Петраков Николай Яковлевич — директор Института проблем рынка РАН, академик РАН. Родился 1 марта 1937 г. в Москве. В1990 —1991 гг. — помощник генерального секретаря ЦК КПСС (с апреля 1990 г. — помощник президента СССР) по экономическим вопросам.

— Каким образом после распада Советского Союза в 1990-е годы было разорено практически все его население?

— В 1992 году живые деньги были только у нас и наших родителей в сберкассах. Эти деньги Сбербанк давал в кредит под 150—200% годовых, а вкладчикам, реальным хозяевам этих денег, выплачивалось всего по 2%. Почему, если мои деньги давали в кредит под такие проценты торгашам, которые тут же завозили западные товары, мне не повысили мои проценты хотя бы до 75? «Так было надо», — сказал Гайдар.

— Разве плохо, что в 1990-е годы в России впервые появились фермеры, бизнесмены-миллиардеры?

— При Рыжкове фермеров было больше, чем при Гайдаре. Потому что Гайдар не ввел для них либеральную налоговую систему, не организовал производство малой техники, не организовал рынок сбыта. Вместо этого, как я уже говорил, занимались распилом сырьевых отраслей. Я не знаю, насколько гениален Ходорковский, но точно знаю, что стать миллиардером за 4 года невозможно; то же самое можно сказать и о Гусинском, и о Березовском... Миллиардерами честно становятся люди типа Гейтса, совершившего переворот в информатике и компьютерных программах, которые что-то создают, а не эксплуатируют в интересах собственного кармана вчерашнюю государственную собственность. Поэтому сегодня мне абсолютно непонятен тезис «Государство должно уйти из экономики». Почему оно должно оттуда уйти-то? Мы же знаем со слов не такого уж и глупого человека, как Карл Маркс, что за тысячу процентов прибыли капиталист может удушить свою мать. А что же тогда говорить о его отношении к чужим для него людям...
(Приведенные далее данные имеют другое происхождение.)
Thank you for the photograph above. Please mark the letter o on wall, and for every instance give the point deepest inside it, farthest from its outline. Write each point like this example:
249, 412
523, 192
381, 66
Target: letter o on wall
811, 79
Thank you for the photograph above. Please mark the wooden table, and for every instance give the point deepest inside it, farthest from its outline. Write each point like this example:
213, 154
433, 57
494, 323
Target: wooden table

— Почему в 1990-е годы — в расцвет предпринимательства — отечественный производитель, не стесненный более Госпланом, не только не обогатился, но и разорился по большей части?

— Приведу пример. После распада СССР цены на комбикорма в России резко выросли — и рухнул рынок куриного мяса, отечественные птицефабрики разорились. Почему? Потому что кредиты были в 100—150% годовых, всем были нужны живые деньги, а производители такие проценты, конечно, выплачивать были не в состоянии, иначе им бы пришлось засунуть эти кредиты в стоимость яиц, которые никто покупать не стал бы. То есть, делая деньги дорогими, Центробанк сам увеличивает инфляцию.